Antônio Vinícius Gritzbach, assassinado em 8 de novembro do ano passado, enfrentava acusações da "Corte do Crime" do PCC, que o acusava de realizar um golpe milionário e de orquestrar a morte de Anselmo Santa Fausta, o Cara Preta

William Oliveira Publicado em 14/02/2025, às 08h00
A investigação realizada pela polícia revelou que Antônio Vinícius Gritzbach, conhecido delator do Primeiro Comando da Capital (PCC), foi assassinado em 8 de novembro como parte de uma represália pelo homicídio de Anselmo Santa Fausta, também chamado de Cara Preta, ocorrido em dezembro de 2021.
Gritzbach enfrentava acusações da "Corte do Crime" do PCC, que o acusava de realizar um golpe milionário e de orquestrar a morte de Cara Preta.

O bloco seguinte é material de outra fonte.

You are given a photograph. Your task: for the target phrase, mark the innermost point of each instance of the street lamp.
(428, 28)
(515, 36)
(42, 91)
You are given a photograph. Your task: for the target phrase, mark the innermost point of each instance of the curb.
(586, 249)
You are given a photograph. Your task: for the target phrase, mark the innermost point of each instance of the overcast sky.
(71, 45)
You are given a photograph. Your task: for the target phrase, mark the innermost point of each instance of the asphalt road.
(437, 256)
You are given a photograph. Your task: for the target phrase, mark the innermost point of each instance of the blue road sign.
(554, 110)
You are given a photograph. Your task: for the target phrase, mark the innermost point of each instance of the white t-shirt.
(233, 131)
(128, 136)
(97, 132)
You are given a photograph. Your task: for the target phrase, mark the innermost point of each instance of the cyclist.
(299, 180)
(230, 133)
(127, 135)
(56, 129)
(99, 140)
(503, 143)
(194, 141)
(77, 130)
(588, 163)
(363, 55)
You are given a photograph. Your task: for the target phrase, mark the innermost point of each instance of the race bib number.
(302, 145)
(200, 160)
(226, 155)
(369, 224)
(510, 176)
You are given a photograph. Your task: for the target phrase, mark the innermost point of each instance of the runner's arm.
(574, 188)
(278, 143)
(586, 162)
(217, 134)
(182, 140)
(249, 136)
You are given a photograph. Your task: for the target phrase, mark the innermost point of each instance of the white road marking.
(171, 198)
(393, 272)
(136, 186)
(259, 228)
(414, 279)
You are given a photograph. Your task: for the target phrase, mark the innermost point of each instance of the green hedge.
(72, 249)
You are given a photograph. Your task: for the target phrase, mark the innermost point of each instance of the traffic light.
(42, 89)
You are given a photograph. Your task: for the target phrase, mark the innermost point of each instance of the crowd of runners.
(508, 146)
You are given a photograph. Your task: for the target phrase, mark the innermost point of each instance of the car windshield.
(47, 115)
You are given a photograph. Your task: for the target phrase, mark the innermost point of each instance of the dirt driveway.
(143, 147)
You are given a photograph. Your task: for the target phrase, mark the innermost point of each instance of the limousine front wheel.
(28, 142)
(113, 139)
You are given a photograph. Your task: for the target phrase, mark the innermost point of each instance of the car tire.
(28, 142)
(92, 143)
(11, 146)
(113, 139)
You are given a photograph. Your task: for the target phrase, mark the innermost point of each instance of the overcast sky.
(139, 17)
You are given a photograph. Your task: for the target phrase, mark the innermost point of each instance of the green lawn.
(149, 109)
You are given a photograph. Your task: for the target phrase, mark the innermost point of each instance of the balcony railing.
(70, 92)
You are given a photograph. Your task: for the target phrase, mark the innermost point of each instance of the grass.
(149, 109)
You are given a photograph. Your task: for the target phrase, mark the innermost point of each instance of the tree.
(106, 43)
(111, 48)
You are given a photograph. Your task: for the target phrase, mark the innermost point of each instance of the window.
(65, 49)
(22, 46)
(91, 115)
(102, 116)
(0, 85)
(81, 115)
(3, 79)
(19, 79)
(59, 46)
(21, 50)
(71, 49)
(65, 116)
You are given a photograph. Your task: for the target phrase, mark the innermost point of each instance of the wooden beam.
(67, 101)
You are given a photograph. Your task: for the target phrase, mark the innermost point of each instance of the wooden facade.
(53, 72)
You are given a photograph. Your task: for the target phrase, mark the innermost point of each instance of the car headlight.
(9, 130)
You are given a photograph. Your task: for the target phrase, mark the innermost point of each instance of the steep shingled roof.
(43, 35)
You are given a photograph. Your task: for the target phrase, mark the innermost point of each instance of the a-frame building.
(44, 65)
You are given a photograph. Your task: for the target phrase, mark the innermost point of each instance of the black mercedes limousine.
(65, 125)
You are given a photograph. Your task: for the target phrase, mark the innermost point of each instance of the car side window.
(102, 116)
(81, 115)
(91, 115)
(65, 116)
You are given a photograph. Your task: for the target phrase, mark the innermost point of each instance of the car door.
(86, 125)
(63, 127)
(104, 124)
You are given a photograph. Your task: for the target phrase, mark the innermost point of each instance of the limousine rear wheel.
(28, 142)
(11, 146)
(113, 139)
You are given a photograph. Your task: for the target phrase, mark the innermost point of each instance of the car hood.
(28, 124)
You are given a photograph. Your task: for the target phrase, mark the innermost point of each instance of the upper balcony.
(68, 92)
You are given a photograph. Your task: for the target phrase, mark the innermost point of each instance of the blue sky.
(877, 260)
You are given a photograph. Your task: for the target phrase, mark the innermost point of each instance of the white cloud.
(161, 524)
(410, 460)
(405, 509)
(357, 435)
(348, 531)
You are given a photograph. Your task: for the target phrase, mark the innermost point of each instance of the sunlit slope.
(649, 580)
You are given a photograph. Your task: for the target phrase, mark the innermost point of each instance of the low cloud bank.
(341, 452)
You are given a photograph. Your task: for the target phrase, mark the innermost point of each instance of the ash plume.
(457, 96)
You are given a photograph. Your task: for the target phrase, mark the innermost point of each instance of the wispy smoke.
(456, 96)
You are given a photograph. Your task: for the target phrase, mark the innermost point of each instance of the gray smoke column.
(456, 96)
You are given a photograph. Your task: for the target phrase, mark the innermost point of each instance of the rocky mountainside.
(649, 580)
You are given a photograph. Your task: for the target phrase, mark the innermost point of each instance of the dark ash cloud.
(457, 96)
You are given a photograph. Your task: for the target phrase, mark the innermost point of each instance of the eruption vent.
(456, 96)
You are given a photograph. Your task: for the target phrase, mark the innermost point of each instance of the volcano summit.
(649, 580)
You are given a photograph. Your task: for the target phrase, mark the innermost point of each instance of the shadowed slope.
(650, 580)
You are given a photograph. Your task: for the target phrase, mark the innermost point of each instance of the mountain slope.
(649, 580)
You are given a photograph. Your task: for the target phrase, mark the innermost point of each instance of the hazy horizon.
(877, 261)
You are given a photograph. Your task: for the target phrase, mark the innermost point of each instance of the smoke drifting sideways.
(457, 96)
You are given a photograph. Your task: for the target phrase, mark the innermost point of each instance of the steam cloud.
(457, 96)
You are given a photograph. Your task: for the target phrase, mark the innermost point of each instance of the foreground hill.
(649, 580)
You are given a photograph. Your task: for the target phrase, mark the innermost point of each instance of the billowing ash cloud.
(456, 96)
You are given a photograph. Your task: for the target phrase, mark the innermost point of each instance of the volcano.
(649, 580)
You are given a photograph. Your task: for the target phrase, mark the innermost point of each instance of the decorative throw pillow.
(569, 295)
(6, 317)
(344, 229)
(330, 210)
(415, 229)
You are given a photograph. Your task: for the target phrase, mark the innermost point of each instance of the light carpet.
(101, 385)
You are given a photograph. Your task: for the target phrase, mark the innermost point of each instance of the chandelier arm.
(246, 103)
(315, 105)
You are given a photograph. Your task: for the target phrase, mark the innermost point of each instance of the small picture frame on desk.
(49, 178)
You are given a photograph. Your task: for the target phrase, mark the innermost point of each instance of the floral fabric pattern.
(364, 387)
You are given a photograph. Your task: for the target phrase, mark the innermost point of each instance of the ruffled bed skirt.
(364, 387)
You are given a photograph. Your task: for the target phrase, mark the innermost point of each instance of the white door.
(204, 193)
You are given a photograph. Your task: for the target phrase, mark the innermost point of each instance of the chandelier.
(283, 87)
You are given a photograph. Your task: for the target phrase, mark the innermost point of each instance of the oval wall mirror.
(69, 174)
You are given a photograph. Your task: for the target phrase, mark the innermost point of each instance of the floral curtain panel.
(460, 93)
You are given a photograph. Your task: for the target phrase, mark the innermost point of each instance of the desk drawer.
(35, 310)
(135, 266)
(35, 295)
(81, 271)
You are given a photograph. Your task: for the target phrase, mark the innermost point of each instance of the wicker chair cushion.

De acordo com Osvaldo Nico Gonçalves, secretário-executivo da Secretaria da Segurança Pública (SSP), os responsáveis pela execução de Gritzbach foram identificados como Emílio Carlos Gongorra Castilho, conhecido como Bill ou João Cigarreiro, e Diego dos Santos Amaral, conhecido como Didi. A motivação para o crime foi a vingança pela morte de Anselmo e pelo montante de dinheiro que teria sido subtraído dele.
Atualmente, ambos os indivíduos estão foragidos. Além deles, a polícia busca Kauê do Amaral Coelho, identificado como observador no dia do assassinato de Gritzbach. Relatos indicam que Kauê e Cigarreiro estão se escondendo na Vila Cruzeiro, localizada no Complexo da Penha, no Rio de Janeiro, enquanto Didi estaria na Bolívia.
"Todo mundo sabe. A gente já esteve lá, no Rio de Janeiro, mas a gente não tem jurisdição para entrar. Um dia a gente vai pegar", afirmou Gonçalves.
Embora os suspeitos ainda não tenham sido detidos, a polícia considera o caso esclarecido.
Quem é João Cigarreiro?
Emílio Carlos Gongorra Castilho é considerado pela polícia o mandante do assassinato de Gritzbach. Apesar de ser membro do PCC, ele mantém relações com a facção Comando Vermelho. Sua prisão foi decretada, mas ele segue foragido.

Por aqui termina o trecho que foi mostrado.